Meetings of directors

Meetings of directors

52The directors shall meet for the dispatch of business at such times as they shall think fit at the head office of the Company or at such other place as may be appointed by them and may adjourn or regulate their meetings as they think fit.

Notice of meetings

53(1)The directors may at their discretion decide to hold meetings at regular intervals in which event no notice of a meeting shall be required provided that the secretary shall have circulated to all directors at a meeting or through the post or otherwise a written statement of the intended dates of future meetings (including the meeting in question) over such period as he may deem appropriate.

(2)A special meeting of directors may be convened by the secretary or by the chief executive, and shall be convened by the secretary if so required by the chairman or deputy chairman for the time being or by any two or more directors.

(3)Such special meeting shall be convened by notice in writing (which need not specify the business to be considered thereat) and if such notice is given by post it shall be posted at least three clear working days (as defined in regulation 27(3)) before the time appointed for the meeting.

(4)It shall not be necessary to give notice of a meeting of directors to any director who is at the time of giving notice believed to be absent from the United Kingdom unless such director has requested the directors or the secretary that notices be sent to an address given by him to the Company for the purpose, and any notice sent in writing to such address shall be deemed to be duly given to such director.

Chairman and deputy chairman

54The directors may elect a chairman of their meetings and a deputy chairman to act in the absence of the chairman, and may determine the period for which each is to hold office; but if no such chairman or deputy chairman is elected, or if at any meeting the chairman or deputy chairman is not present within five minutes of the time appointed for holding the meeting, the directors present may elect one of their own number to be chairman of that meeting.

Quorum

55(1)Two or more directors present at a duly convened meeting of directors shall be a quorum.

(2)Any director or member of a committee of directors may participate in a meeting of the directors or of such committee by means of video-conferencing, conference telephone or similar communications equipment whereby all persons participating in the meeting can hear and speak to each other, and participation in a meeting in this manner shall be deemed to constitute presence of such director or member of a committee of directors at such meeting.

Voting

56Questions arising at any meeting of the directors shall be decided by a majority of votes except where under the Act or the regulations a different majority is provided for. In the case of an equality of votes, the chairman of the meeting shall have a casting vote in addition to any deliberative vote.

Resolution in writing

57A resolution in writing signed by all the directors entitled to receive notice of a meeting of the directors shall be as valid and effectual as if it had been passed at a meeting of the directors duly convened and held and may consist of several documents in the like form each signed by one or more of the directors.

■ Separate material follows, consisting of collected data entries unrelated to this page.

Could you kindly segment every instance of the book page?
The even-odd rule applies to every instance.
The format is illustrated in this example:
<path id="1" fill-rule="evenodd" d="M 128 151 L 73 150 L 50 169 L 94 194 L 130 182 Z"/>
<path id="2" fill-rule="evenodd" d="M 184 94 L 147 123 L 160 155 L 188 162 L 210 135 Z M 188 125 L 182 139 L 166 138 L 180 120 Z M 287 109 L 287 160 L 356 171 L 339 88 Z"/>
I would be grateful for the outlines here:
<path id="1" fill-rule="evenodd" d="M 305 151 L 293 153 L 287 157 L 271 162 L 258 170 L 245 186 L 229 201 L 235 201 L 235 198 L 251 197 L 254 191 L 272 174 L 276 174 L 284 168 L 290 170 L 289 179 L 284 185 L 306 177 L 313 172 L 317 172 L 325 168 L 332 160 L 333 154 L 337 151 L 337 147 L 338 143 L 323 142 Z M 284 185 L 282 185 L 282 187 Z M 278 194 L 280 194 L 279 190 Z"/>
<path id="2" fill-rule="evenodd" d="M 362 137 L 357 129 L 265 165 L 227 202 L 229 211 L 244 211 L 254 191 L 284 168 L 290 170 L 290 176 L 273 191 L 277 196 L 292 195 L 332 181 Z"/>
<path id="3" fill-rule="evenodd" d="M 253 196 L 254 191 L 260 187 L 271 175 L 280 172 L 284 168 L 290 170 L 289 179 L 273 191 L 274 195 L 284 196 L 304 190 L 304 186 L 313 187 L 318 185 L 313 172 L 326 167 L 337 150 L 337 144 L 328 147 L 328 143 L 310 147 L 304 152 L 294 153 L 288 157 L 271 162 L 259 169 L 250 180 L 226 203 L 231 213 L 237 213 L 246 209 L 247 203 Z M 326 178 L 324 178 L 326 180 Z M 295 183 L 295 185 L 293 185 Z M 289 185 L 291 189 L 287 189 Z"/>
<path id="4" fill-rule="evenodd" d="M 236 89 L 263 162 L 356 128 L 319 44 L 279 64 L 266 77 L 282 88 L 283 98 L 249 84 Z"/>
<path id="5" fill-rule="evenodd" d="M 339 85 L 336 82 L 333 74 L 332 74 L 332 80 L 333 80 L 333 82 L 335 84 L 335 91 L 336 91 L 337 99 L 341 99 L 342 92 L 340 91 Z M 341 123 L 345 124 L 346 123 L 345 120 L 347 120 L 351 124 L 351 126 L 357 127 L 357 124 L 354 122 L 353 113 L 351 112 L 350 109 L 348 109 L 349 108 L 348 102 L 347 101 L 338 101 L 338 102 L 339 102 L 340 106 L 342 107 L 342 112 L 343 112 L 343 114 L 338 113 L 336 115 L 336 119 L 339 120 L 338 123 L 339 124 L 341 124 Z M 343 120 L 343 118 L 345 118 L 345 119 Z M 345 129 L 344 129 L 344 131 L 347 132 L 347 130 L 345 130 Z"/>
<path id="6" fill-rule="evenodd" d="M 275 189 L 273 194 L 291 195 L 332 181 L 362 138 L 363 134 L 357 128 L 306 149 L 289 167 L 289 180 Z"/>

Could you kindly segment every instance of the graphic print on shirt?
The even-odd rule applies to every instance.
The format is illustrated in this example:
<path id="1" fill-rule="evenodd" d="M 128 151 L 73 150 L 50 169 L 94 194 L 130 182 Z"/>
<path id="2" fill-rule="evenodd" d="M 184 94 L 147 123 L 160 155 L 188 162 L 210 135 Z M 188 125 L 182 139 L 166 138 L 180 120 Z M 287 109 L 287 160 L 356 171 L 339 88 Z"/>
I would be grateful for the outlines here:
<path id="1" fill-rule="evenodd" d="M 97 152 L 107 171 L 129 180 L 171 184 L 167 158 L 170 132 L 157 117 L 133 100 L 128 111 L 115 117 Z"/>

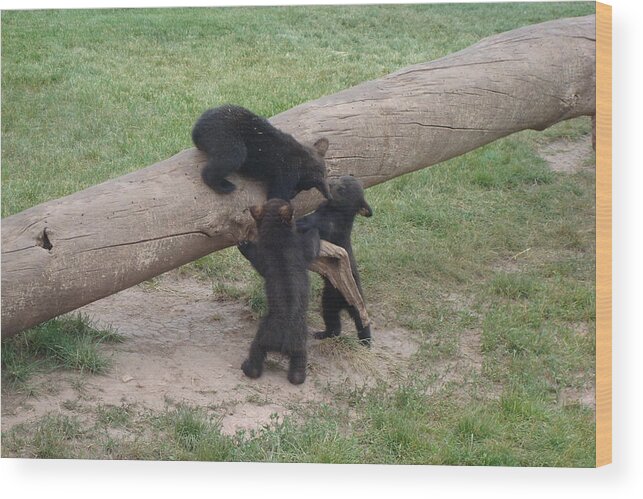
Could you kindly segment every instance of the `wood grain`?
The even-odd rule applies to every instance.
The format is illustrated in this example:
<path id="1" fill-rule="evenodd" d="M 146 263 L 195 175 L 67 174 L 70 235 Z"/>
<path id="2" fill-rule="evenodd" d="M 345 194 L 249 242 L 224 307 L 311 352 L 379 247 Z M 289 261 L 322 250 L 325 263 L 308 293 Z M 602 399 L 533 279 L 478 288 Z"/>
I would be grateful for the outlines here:
<path id="1" fill-rule="evenodd" d="M 596 466 L 612 462 L 612 7 L 596 3 Z"/>

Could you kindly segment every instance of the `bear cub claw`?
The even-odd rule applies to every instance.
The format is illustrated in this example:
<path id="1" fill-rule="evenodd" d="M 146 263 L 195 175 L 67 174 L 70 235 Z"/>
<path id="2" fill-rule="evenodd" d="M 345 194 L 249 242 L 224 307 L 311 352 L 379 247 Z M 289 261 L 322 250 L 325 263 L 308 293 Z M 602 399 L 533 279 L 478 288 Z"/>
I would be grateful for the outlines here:
<path id="1" fill-rule="evenodd" d="M 366 348 L 371 348 L 373 341 L 370 336 L 366 336 L 364 338 L 359 337 L 359 344 L 365 346 Z"/>

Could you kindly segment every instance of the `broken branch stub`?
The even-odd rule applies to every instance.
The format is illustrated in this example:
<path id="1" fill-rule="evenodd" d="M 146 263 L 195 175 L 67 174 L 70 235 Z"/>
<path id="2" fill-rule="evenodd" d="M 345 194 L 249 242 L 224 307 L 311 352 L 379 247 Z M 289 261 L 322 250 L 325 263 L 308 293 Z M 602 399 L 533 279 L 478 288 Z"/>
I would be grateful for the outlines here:
<path id="1" fill-rule="evenodd" d="M 348 304 L 357 309 L 364 326 L 370 325 L 371 321 L 366 312 L 364 298 L 359 292 L 348 253 L 344 248 L 322 239 L 319 246 L 319 257 L 308 268 L 328 279 L 333 287 L 344 295 Z"/>

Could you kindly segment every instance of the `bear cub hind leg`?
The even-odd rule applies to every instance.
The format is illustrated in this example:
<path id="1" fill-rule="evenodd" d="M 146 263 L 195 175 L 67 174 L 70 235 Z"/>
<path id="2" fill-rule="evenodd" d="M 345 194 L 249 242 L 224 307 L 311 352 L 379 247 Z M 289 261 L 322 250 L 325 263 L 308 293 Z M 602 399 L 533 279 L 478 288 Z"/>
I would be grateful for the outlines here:
<path id="1" fill-rule="evenodd" d="M 324 331 L 317 331 L 313 337 L 318 340 L 334 338 L 342 332 L 342 321 L 340 312 L 348 304 L 342 294 L 333 285 L 324 279 L 324 291 L 322 292 L 322 317 L 324 319 Z"/>
<path id="2" fill-rule="evenodd" d="M 263 363 L 266 360 L 266 350 L 257 341 L 250 346 L 248 358 L 243 361 L 241 370 L 248 378 L 258 378 L 263 373 Z"/>

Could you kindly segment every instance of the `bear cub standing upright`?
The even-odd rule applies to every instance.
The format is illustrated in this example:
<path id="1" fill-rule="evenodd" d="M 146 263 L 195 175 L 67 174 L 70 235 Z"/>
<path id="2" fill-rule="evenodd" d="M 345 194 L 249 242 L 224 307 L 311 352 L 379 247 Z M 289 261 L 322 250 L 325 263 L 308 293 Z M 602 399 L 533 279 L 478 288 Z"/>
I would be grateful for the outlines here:
<path id="1" fill-rule="evenodd" d="M 310 215 L 297 220 L 297 230 L 306 232 L 317 229 L 321 239 L 344 248 L 348 253 L 357 289 L 363 296 L 357 262 L 351 246 L 351 232 L 355 216 L 360 214 L 370 217 L 373 215 L 373 210 L 364 199 L 364 188 L 361 182 L 354 177 L 344 176 L 331 180 L 330 191 L 332 199 L 322 203 Z M 324 339 L 339 336 L 342 331 L 340 319 L 342 310 L 348 310 L 351 318 L 355 321 L 360 343 L 370 346 L 370 326 L 364 326 L 357 309 L 349 305 L 344 295 L 335 289 L 326 278 L 324 278 L 324 291 L 322 292 L 322 317 L 326 330 L 315 333 L 315 338 Z"/>
<path id="2" fill-rule="evenodd" d="M 306 379 L 308 265 L 319 255 L 319 232 L 314 228 L 297 231 L 293 208 L 282 199 L 253 206 L 250 213 L 257 223 L 257 242 L 238 247 L 264 278 L 268 313 L 241 369 L 246 376 L 258 378 L 266 353 L 281 352 L 290 356 L 288 381 L 298 385 Z"/>
<path id="3" fill-rule="evenodd" d="M 234 191 L 236 186 L 225 177 L 239 172 L 265 182 L 268 199 L 290 201 L 299 191 L 312 188 L 330 197 L 324 163 L 326 138 L 305 146 L 265 118 L 226 104 L 201 115 L 192 129 L 192 141 L 207 153 L 201 177 L 218 193 Z"/>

Validity of acts and proceedings

58All acts done by directors or by a committee of directors or by local directors or by any person acting as a director or as a member of a committee of directors or as a local director notwithstanding that it may be afterwards discovered that there was some defect in the appointment of such directors or members of a committee of directors or local directors or any such person acting as a director or as a member of a committee of directors or as a local director or in the formality of their proceedings or that they or any of them were disqualified shall be as valid as if every such person had been duly appointed and qualified and such proceedings had been regular.